Before my patch `console=` would call `param_setup_earlycon` which
would toggle the `earlycon_acpi_spcr_enable` flag true. This is
probably also the code that handled the naked `console` command too.

> > >
> > > + "console" enables the default console which might be overridden
> > > by ACPI SPCR and devicetree
> >
> > That's what this patch fixes. You need to specify `earlycon` in order
> > to get the ACPI SPCR or DT console.
>
> It sounds strange. earlycon is needed only for debugging. While
> ACPI SPRC or DT should define the preferred console by the platform.
>
> There are three levels of preference:
>
> + console= parameter defines the user preferred. It overrides
> everything.
>
> + ACPI SPCR or DT should define the preferred console by
> platform. It will be used when there is no user preference.
>
> + Kernel registers the first initialized console with tty driver
> when the is no preferred console by the user, ACPI SPCR, or DT.
>
> As I said, I would expect that early console is enabled only when
> earlycon parameter is defined on the command line.
>
> In each case, it seems that acpi_parse_spcr() and of_console_check()
> call add_preferred_console() even when earlycon is not defined
> on the commandline.
>

Currently the policy if SPCR is used for the default console is
determined by architectural policy.

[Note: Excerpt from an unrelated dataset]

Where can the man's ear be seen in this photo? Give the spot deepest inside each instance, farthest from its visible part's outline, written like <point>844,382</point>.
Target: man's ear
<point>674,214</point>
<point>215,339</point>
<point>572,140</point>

ARM64 enabled it, while x86 keeps
it disabled:
https://chromium.googlesource.com/chromiumos/third_party/kernel/+/refs/heads/chromeos-6.1/arch/arm64/kernel/acpi.c#229
https://chromium.googlesource.com/chromiumos/third_party/kernel/+/refs/heads/chromeos-6.1/arch/x86/kernel/acpi/boot.c#1748

I'm honestly not a fan of enabling the SPCR console by default. It
will slow down booting since things now need to get written to the
UART. It's useful for debugging problems before the real console
driver can register (ttyS0, etc). It would honestly be nice if kernel
OOPS/panics got written to the SPCR UART. The earlycon also has
problems in that the ACPI power resources can't be specified so we can
run into problems when the ttyS0 ACPI power resources get enumerated
and turned off because there isn't a driver registered yet. This can
cause the earlycon to die/hang since it just got powerd off. But I
digress :)

> > I don't see the `console` (without the =) documented:
> > https://www.kernel.org/doc/html/v6.1/admin-guide/kernel-parameters.html.
> > I'm guessing this is an undocumented "feature" that snuck in while the
> > `earlycon` stuff was being added.
>
> Honestly, I do not see where the "console" without '=' is handled.
> console_setup() does not check if the @str parameter is NULL.
>
>
> Anyway, the behavior already is complicated. But it might still
> make some sense when:
>
> + "earlycon" parameter would try to call param_setup_earlycon()
> with @val from "console=val" parameter. It reduces cut&paste.
>
> + "console=" causes that "ttynull" driver gets preferred. Which might
> cause that no console driver gets registered at all. [*]
>
> But seems to be yet another level of craziness when "console" or
> "console=" would affect whether the early console will try
> to be defined via ACPI SPCR or not.
>
> I believe that this patch solves the problem. But it looks
> like a workaround which makes the logic even more tricky/hacky.
>
>
> IMHO, the right fix is to make sure that param_setup_earlycon()
> should get called only when "earlycon" is defined on the commandline.

We can do that, but it will remove the `console=uart,mmio,XXXX`
handling. IMO that's the correct thing to do, but I suspect there are
a lot of people that depend on it.

>
> Best Regards,
> Petr